Support MoS includes advancement functions, membership, MoS in the Community, and Volunteering. On the old site both MoS in the Community and Volunteering were under Visitor Info, but CMN recommended that these items sit in this location because the contribution to the Museum by these two functions is on par with raising money.

The Tickets menu includes links to the ticket store and the newly created Trip Planner.

The Topics menu includes links to the subjects represented in the museum. This is made up of Life Sciences & Natural World, Tech & Engineering, Earth & Space Science, Inquiry & Connections, and Current Science & Technology


The labeling was the most difficult part of this process and revealed that the Museum does not share a common vocabulary for its offerings. The labeling of the new Web site was the first attempt by MoS to be consistent in naming its products. This process was met with resistance from many program managers who wished to differentiate their offerings from other offerings in different departments.

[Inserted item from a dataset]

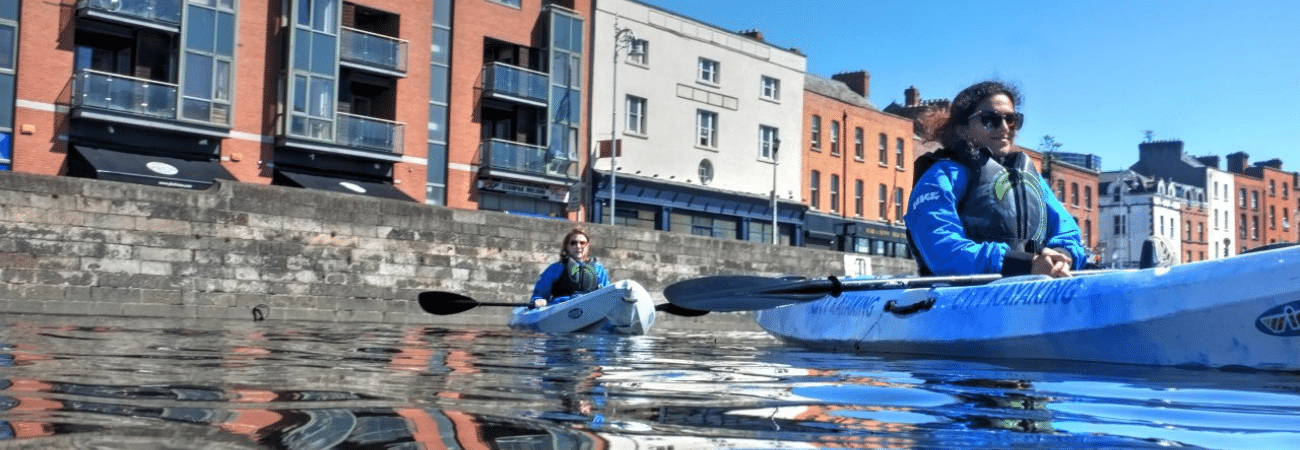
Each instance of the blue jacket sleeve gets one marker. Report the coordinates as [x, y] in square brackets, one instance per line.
[542, 289]
[601, 275]
[1064, 230]
[937, 230]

While CMN performed usability testing based on the menus and labels, MoS staff were apprehensive about a few specific choices that were made. The term ‘Lecture’ was universally loathed although it tested as the most easily identifiable by people outside the Museum. To complicate matters, offerings typically known as lectures were marketed with a series of inconsistent names, and the creators of these offerings wanted to maintain their chosen descriptor. The list of names includes talks, events, programs, discussions, special programs, special events, and forums. The Web advisory team chose to call things that are most like lectures, typically a speaker in front of an audience, a lecture. The word ‘forum’ is reserved for offerings where the primary focus is on discussion between attendees. The label ‘special program’ was created for offerings that couldn’t be defined as anything else; it also serves as a catch-all, and is mainly used for offerings that are a group of disparate offerings.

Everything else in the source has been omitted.